What is the potential impact of a sexless relationship on a couple's emotional connection?
-A sexless relationship can cause couples to drift apart, as they may unconsciously dedicate their life to work or other activities to suppress their sexuality due to the lack of sexual connection.
How does the lack of physical touch in a sexless relationship affect the individuals involved?
-The lack of physical touch can lead to feelings of rejection and avoidance, which can contribute to mental health issues and a decrease in the quality of the relationship.
What is the potential consequence of a sexless relationship in terms of fidelity?
-A sexless relationship may open the door for infidelity, as individuals may seek out others who can fulfill their desire for intimacy and sexual connection.
How does the use of pornography relate to sexless relationships in the context of Dr. Moali's observations?
-In sexless relationships, individuals may turn to pornography as an alternative way to explore their sexuality and fulfill their sexual needs when sex is not a part of their relationship.

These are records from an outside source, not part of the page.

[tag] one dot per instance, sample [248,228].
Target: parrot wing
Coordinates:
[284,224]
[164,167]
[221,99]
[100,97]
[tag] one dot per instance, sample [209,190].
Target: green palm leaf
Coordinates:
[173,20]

What is the potential outcome of a sexless relationship that Dr. Moali often sees in her practice?
-Dr. Moali often sees individuals planning their exit strategy from the relationship, considering divorce and separation due to the unbalanced and unhealthy dynamic caused by the lack of sexual connection.
What solution does Dr. Moali offer for couples experiencing a sexless relationship?
-Dr. Moali suggests listening to a podcast episode she recorded with a colleague, which provides step-by-step guidance on how to end the sexless cycle and improve the relationship.